El primer ministro israelí, Ehud Olmert, y el líder palestino Mahmud Abas regresan a la región después de haber sentado en Annapolis las bases para comenzar negociaciones de paz entre ambas partes, pero sus respectivos adversarios parecen resueltos a obstaculizar esos proyectos.
Los dos partidos de la coalición de Olmert, formaciones de derecha y extrema derecha que cuentan con el apoyo de los colonos, y los movimientos radicales palestinos de Hamas y la Yihad islámica, que reciben apoyo de Irán, son los principales escollos para la aplicación de los acuerdos.
«Nos pasaremos inmediatamente a la oposición si parece que las negociaciones se encaminan hacia un acuerdo que permita el regreso a Israel de refugiados palestinos, la partición de Jerusalén y el desmantelamiento de las localidades judías (colonias) de Judea Samaria» (Cisjordania), dijo el jueves a la AFP Yossi Levy, portavoz del partido Israel Beitenou.
Esta formación ultranacionalista, que cuenta con 11 diputados, está dirigida por el ministro de Asuntos Estratégicos, Avigdor Lieberman.
Las cuestiones enumeradas por Levy constituyen el núcleo de la problemática israelo-palestina.
La misma determinación mostró el ministro de Comercia e Industria, Eli Yishai, dirigente del partido ortodoxo Shass (12 diputados), que se niega «categóricamente» a quedar asociado a un acuerdo que suponga la fragmentación de Jerusalén.
Olmert se apoya en una coalición de 78 diputados de los 120 que integran el parlamento monocameral o Knesset.
Con unos índices de popularidad al alza, Benjamin Netanyahu, líder del Likud, el principal partido de la oposición conservadora, aguarda su hora con la esperanza de que sus aliados naturales, Yishai y Lieberman, se unan a él.
Según un sondeo publicado este jueves por el diario Yediot Aharonot, el 34% de sus compatriotas lo consideran como el mejor situado para asumir las funciones de primer ministro, por 17% que piensan en el ministro de Defensa, Ehud Barak, y 14% que se pronunciaron por Olmert.
El sondeo revela además que un 83% de los israelíes no creen en un acuerdo de paz con los palestinos en 2008, por 16% que se declararon optimistas y un 1% que no sabían o no contestaron.
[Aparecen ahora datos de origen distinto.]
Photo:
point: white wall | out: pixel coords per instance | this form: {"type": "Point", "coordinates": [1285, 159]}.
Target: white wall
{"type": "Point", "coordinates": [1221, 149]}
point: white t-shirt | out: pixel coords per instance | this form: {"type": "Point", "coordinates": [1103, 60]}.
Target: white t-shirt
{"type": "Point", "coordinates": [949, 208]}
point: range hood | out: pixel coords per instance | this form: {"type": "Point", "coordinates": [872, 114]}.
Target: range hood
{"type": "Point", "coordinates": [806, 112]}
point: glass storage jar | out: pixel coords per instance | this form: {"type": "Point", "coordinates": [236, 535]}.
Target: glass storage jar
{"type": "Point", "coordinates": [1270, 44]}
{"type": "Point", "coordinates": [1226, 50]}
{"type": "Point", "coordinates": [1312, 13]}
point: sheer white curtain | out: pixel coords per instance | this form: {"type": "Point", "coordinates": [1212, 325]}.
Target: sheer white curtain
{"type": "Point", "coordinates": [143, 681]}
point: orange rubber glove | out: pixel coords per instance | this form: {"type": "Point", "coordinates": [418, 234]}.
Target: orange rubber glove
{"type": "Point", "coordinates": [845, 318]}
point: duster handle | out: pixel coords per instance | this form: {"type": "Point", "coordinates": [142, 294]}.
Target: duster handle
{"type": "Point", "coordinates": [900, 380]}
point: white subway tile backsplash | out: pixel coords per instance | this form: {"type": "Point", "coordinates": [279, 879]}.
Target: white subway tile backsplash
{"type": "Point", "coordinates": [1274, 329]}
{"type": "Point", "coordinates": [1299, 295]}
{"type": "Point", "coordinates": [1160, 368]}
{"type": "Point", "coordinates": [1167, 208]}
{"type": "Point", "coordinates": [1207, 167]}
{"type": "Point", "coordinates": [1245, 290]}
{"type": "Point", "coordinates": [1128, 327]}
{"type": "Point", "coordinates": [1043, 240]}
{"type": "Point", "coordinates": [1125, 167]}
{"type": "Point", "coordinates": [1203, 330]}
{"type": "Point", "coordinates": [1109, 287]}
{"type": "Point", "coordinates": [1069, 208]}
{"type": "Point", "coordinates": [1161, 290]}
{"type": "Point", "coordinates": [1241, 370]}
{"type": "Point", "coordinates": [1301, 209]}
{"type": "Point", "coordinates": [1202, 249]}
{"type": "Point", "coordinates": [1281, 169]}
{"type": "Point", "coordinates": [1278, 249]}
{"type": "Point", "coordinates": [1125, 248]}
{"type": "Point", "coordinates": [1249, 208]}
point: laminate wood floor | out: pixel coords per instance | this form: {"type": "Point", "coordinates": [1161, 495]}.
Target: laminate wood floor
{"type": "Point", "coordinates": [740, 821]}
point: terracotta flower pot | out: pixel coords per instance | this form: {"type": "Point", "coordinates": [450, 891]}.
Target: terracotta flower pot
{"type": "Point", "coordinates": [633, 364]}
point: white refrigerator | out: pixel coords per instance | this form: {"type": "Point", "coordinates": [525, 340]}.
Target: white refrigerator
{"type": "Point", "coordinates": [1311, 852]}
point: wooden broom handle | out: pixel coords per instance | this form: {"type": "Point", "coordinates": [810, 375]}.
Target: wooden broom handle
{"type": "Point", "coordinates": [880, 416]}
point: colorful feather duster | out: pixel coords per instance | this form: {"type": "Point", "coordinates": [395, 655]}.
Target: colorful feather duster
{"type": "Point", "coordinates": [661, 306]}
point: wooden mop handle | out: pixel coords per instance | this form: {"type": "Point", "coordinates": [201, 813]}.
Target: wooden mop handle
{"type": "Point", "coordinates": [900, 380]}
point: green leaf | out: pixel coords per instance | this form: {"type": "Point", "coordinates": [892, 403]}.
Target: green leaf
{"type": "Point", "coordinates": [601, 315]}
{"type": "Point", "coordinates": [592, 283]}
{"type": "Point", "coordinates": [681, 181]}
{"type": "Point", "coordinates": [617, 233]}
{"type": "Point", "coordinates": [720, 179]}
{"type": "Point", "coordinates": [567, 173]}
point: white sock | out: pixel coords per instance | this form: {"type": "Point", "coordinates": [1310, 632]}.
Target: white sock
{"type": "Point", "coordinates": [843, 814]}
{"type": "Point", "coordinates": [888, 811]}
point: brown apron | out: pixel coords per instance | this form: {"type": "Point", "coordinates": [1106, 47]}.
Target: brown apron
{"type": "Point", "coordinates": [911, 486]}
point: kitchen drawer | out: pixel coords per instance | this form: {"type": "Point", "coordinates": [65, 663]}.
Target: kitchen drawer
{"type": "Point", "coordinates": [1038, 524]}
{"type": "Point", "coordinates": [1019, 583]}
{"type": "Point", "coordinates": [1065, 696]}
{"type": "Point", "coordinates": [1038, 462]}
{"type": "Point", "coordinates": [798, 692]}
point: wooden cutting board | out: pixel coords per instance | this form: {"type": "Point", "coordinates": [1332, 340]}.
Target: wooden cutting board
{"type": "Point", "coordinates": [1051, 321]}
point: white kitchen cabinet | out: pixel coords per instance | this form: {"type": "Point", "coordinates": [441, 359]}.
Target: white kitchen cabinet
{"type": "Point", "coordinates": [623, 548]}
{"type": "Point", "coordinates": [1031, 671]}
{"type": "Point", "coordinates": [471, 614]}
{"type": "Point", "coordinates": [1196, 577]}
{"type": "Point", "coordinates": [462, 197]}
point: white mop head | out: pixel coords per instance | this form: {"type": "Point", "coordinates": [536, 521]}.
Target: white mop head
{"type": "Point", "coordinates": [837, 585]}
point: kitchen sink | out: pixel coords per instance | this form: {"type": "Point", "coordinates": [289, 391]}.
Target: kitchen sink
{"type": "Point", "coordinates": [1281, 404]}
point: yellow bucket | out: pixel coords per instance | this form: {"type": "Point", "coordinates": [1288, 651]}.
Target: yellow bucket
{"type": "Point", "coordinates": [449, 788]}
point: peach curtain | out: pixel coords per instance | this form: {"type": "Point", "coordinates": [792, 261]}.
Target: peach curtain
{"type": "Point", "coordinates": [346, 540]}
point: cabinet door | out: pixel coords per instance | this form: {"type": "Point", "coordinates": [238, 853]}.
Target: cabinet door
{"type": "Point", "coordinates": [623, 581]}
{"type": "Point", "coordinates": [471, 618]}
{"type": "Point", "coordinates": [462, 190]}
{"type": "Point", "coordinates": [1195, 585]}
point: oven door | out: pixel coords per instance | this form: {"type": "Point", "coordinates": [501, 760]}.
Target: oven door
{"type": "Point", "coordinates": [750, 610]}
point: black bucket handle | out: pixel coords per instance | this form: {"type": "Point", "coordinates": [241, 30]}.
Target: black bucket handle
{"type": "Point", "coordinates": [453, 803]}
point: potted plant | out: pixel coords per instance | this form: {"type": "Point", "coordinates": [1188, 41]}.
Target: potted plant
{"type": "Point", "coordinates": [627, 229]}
Estas cifras colman de felicidad a la extrema derecha nacionalista y religiosa, así como a los colonos que se aferran al sueño del Gran Israel y rezan para que Annapolis fracase.
«Eretz Israel pertenece únicamente al pueblo judío (…) Lucharemos contra los planes criminales de Olmert», declaró a la AFP David Wilder, portavoz del Consejo de Asentamientos, que agrupa a unos 267.500 colonos de 130 asentamientos en Cisjordania.
Convocados por esta organización, miles de colonos se manifestaron el lunes en Jerusalén contra las «concesiones dolorosas» a las que Olmert se dijo dispuesto.
De lado palestino, la oposición también es viva.
«Todas las opciones son posibles para responder a un acto criminal, en particular después de que la conferencia de Annapolis diese a los sionistas (Israel, ndlr) luz verde para cometer más crímenes contra nuestro pueblo», anunciaron en un comunicado las Brigadas Ezzedin Al Qassam, brazo armado de Hamas.
Desde el domingo, el ejército israelí ha matado a 12 activistas palestinos, la mayoría de las filas de Hamas, que en junio se hizo con el control de la franja de Gaza.
Hamas, considerado en Occidente como una organización terrorista, advirtió de que considerara una «declaración de guerra» el arresto de sus miembros como parte de un intento por detener los ataques a Israel.
«Si la (Autoridad Palestina) detiene a nuestros combatientes o confisca nuestras armas», afirmó en el comunicado, eso «equivaldrá a una declaración de guerra».